When ranting, one can at least be a bit more specific and perhaps provide supporting links so that readers can decide for themselves the veracity of the assertions.
In any event, it was a bit ironic that a few days after the above rant a post was published on Corruption Crime & Compliance titled “Doing Business in China Should be “Scary.”
As most FCPA-fear based marketing pieces do, the post begins with a current events hook (the recent Novartis enforcement action), contains the phrase a “perfect storm” and asserts that “companies should absolutely be scared of doing business in China.” And then of course, as most fear-based marketing pieces do, the post ended with a simplistic solution in this case with five generic steps (such as “train,” “communicate” and “be proactive”) to “make doing business in China a little less scary.”
Does business in China entail FCPA risk? Absolutely.

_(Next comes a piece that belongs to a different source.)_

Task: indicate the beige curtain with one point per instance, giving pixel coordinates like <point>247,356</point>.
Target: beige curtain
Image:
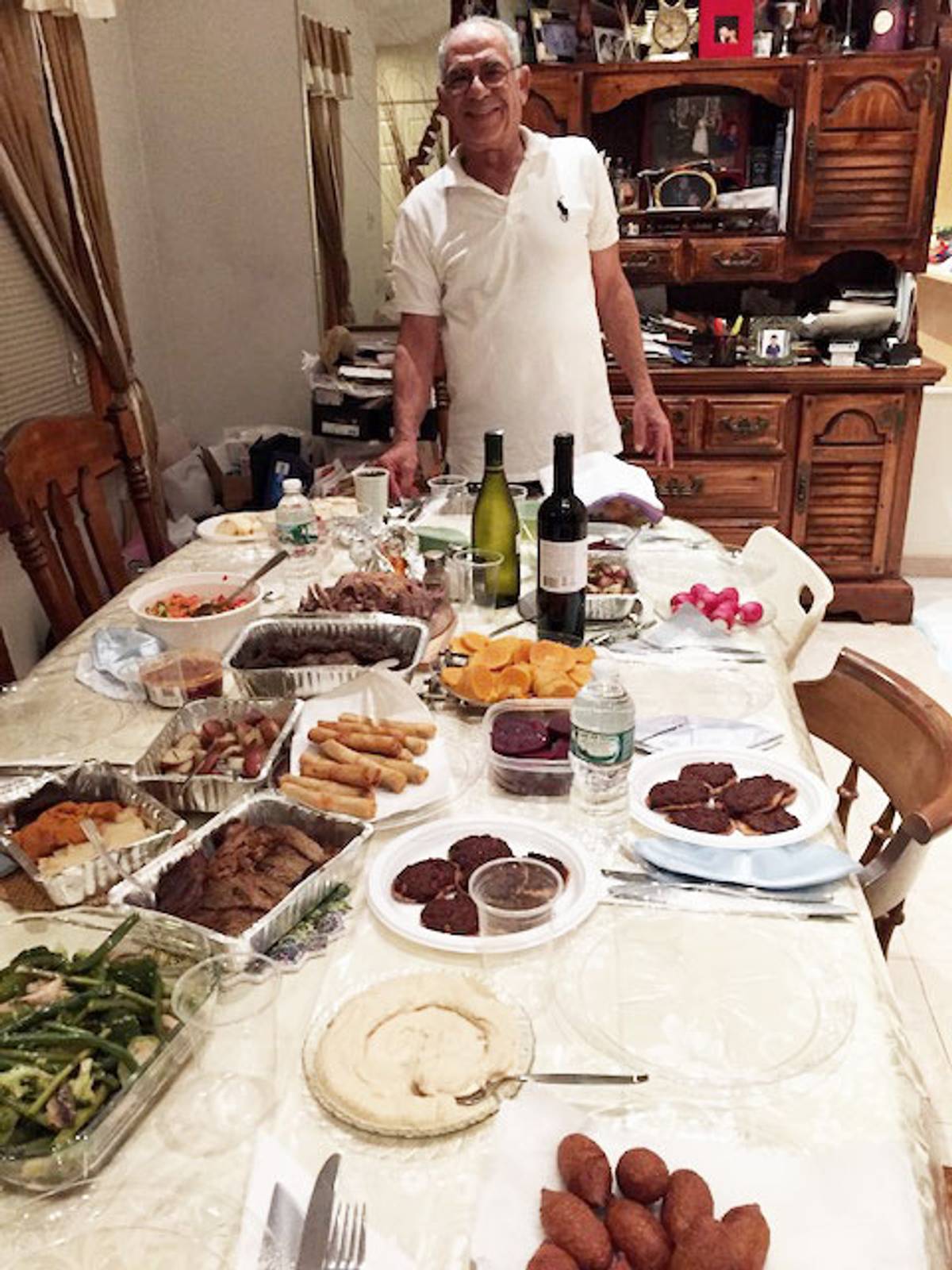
<point>329,80</point>
<point>51,182</point>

Have several FCPA enforcement actions (or instances of disclosed FCPA scrutiny) concerned alleged improper conduct in China? Yes, but FCPA enforcement actions and scrutiny tend to be directly related to the extent of business in any particular country and to state the obvious there are more business organizations subject to the FCPA doing business in China than in Ethiopia, Honduras, or Madagascar (to name just a few countries).
However, the notion that doing business in China is “scary” and that “companies should absolutely be scared of doing business in China” is ridiculous.
Tens of thousands, indeed likely hundreds of thousands, of companies subject to the FCPA do business in China and China is the most attractive market in the world for foreign direct investment (FDI). Indeed, according to World Bank figures foreign direct investment in China has generally increased during the FCPA’s new era of enforcement.
Against this backdrop, the fact that there tends to be 3-5 FCPA enforcement actions per year concerning alleged conduct in China (often enforcement actions that originated with voluntary disclosures and often enforcement actions based on dubious and untested legal theories) is unremarkable.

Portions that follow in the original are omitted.